For most people, when you say the word 'panda' it instantly conjures up an image of a black and white bear living in the bamboo forests of Asia. But did you know the giant panda is named after the red panda? But that was a mistake as they are actually from different taxonomic families. Here's some more surprising details about these cute furry creatures.
Like giant pandas, red pandas are a bamboo-munching species native to high forests of Asia. While the two animals share a name and favorite food, they’re not closely related. Western scientists described red pandas 50 years before giant pandas, and named the black-and-white bear after the smaller red panda because of their shared characteristics, like a taste for bamboo and a bonus digit called a pseudothumb. But the latest research has placed red pandas in their own taxonomic family, Ailuridae, while giant pandas belongs to the Ursidae, or bear family.
That makes red pandas the only 'true' panda. The term 'panda' is believed to be derived from the Nepalese words 'nigalya ponya' which translates to 'bamboo eater.'
Though red pandas are carnivores, they rarely eat meat. The term carnivore refers to their biological order, not their dietary preference. Because red pandas descended from a shared ancestor with other carnivores, they share cat-like facial features and teeth, but they switched to a bamboo-based diet more than two million of years ago.

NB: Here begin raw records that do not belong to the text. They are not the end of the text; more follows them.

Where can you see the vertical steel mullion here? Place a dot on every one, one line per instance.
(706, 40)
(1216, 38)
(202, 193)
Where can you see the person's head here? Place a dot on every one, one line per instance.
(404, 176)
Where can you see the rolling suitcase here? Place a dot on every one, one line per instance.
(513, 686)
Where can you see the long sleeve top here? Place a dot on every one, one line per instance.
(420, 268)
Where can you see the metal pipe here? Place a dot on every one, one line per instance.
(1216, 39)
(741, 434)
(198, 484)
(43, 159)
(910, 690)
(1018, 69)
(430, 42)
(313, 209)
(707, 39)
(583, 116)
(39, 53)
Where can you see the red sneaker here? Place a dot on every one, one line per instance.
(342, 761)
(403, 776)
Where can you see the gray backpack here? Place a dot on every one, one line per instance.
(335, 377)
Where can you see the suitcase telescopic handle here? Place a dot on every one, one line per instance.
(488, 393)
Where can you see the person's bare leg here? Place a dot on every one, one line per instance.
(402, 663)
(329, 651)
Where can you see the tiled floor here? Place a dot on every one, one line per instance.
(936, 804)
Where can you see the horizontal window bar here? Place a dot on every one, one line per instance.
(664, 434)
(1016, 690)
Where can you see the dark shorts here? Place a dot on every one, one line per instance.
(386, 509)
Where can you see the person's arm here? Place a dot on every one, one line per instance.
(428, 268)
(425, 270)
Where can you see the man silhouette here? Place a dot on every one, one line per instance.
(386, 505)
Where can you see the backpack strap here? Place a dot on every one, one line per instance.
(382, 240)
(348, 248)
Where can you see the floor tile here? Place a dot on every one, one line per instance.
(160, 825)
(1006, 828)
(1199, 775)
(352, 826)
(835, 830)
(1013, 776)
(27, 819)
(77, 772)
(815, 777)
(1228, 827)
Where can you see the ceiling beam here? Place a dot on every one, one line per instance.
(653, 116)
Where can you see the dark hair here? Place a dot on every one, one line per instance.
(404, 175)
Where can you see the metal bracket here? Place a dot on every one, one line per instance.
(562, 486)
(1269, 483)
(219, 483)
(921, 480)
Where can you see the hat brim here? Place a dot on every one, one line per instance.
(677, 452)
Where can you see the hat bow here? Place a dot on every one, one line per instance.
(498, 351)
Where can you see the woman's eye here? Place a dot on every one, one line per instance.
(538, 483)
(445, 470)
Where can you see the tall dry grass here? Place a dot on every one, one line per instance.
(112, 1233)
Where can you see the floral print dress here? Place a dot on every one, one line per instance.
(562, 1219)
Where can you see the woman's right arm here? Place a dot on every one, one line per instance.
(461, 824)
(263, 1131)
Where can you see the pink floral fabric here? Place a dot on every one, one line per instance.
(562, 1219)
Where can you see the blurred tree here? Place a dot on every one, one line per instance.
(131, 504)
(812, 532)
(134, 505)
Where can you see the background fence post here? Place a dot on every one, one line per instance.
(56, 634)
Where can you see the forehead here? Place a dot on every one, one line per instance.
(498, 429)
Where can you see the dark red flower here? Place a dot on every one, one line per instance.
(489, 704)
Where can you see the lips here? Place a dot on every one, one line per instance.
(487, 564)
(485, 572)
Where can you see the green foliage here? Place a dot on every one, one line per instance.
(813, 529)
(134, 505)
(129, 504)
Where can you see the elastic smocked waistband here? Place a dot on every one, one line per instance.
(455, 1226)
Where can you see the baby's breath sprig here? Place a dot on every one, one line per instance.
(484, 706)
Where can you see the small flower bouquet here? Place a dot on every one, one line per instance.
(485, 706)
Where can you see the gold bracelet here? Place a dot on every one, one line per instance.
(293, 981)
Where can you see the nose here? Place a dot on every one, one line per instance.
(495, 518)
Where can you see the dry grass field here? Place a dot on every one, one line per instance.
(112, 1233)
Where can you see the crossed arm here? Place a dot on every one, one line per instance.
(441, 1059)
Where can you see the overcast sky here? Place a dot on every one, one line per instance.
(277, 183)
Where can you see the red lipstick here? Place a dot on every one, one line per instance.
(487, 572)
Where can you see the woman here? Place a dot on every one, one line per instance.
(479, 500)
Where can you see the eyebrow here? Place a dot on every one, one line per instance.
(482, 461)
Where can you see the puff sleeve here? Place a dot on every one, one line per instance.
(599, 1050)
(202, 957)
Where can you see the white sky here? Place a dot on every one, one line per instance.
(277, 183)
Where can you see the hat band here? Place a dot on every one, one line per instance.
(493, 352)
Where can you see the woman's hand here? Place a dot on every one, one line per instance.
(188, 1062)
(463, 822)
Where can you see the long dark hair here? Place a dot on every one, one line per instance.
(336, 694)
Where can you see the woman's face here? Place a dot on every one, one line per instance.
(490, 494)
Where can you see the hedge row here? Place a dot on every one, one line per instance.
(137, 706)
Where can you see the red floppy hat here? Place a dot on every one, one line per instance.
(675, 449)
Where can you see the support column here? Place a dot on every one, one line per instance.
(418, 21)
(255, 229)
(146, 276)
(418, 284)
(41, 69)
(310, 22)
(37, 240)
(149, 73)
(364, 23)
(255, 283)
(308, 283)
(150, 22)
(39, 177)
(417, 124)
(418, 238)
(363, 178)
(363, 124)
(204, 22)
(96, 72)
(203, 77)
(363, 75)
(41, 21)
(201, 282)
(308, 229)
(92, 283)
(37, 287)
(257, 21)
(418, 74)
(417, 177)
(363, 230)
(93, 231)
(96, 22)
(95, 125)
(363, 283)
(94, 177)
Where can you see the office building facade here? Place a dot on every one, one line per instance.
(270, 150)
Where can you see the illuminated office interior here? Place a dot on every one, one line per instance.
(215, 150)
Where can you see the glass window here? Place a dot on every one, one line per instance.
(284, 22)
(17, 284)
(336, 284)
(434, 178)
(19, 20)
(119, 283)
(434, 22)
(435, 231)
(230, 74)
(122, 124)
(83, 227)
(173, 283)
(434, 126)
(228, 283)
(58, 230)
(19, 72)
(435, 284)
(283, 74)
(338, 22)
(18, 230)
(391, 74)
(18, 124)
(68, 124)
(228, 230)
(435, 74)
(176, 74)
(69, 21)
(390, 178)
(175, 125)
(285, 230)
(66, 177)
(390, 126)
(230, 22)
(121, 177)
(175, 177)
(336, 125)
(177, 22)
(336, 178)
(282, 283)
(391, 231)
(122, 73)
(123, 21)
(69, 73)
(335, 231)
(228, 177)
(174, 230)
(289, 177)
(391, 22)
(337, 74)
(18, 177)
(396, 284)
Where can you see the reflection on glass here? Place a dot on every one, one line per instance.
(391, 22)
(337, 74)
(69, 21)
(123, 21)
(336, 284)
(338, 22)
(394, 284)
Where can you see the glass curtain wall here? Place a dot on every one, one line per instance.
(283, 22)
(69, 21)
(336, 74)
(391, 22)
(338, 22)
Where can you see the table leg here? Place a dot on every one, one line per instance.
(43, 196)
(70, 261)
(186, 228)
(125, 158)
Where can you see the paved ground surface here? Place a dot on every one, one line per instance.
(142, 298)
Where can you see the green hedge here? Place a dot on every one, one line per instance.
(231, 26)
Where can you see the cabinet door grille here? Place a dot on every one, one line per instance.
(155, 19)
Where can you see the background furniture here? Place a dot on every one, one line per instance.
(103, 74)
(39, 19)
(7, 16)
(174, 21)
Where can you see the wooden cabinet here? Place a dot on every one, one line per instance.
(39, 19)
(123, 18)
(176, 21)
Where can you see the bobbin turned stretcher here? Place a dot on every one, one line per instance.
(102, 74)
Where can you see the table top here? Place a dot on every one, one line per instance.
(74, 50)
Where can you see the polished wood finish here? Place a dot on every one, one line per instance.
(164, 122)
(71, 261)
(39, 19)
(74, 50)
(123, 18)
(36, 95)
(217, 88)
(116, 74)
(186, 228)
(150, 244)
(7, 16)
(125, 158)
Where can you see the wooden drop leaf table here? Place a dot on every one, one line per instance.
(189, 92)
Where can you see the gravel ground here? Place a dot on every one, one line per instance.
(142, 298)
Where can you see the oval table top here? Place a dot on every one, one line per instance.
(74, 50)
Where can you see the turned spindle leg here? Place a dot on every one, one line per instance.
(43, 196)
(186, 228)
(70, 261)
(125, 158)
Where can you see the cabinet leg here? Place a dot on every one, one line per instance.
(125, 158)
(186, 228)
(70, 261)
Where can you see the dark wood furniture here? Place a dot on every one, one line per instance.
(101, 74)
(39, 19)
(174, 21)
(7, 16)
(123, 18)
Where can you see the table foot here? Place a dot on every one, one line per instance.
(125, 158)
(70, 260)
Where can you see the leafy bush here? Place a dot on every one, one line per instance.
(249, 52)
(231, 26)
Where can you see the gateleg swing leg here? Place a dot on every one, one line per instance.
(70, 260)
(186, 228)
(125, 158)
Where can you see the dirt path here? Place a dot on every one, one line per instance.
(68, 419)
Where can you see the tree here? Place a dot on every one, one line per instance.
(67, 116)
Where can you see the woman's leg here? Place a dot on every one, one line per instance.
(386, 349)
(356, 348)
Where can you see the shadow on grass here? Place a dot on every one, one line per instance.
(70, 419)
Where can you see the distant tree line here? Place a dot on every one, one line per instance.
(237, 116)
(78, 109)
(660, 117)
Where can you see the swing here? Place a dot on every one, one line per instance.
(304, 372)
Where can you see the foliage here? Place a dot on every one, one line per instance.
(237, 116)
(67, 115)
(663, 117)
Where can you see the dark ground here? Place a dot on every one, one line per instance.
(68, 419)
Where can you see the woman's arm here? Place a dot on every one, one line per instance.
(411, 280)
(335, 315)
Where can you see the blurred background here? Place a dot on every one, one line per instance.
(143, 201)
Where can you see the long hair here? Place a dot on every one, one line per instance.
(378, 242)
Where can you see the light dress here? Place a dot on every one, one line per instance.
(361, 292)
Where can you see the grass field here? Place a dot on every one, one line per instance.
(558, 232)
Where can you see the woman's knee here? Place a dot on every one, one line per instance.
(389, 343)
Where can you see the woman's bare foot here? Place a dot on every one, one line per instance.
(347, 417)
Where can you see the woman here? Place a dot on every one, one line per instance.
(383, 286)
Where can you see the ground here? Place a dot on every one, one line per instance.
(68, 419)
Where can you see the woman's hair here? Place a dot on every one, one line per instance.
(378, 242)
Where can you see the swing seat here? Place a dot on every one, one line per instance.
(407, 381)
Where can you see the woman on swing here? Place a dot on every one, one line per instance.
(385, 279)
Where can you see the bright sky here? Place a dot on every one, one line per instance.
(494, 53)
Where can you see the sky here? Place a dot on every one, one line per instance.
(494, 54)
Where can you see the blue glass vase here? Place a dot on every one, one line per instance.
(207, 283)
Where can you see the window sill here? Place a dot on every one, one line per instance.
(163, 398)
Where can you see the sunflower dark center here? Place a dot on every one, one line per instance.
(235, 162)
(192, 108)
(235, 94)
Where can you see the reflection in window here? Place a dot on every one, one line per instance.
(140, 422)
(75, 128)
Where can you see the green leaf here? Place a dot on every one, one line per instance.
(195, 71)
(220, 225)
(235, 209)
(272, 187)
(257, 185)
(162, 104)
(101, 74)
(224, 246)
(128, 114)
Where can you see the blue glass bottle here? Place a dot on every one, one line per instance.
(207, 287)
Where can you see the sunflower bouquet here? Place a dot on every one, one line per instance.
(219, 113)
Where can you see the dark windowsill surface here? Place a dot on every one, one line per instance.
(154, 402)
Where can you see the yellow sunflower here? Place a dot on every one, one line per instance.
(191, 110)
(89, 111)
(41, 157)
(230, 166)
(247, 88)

Red pandas are skilled tree-top navigators; they have sharp, semi-retractable claws like a cat, which they use to grip mossy and slippery tree branches. They also use their bushy tails, which are marked with alternating red and buff rings, as ballasts to maintain balance.
Because red pandas have extremely flexible ankles, they are one of the few animals that can climb down trees head-first. Red panda’s fibula and tibia are attached in a way that allows their feet to rotate 180 degrees, giving their curved claws a better angle to grip tree bark.
Though a red panda’s rusty coat might seem like a bold choice for a forest-dwelling species, their color helps them blend in with their surroundings. In their home in the mountainous forests of China, India, Nepal, Bhutan and Myanmar, trees are draped with reddish-brown moss and lichens. So, their color works perfectly as camouflage.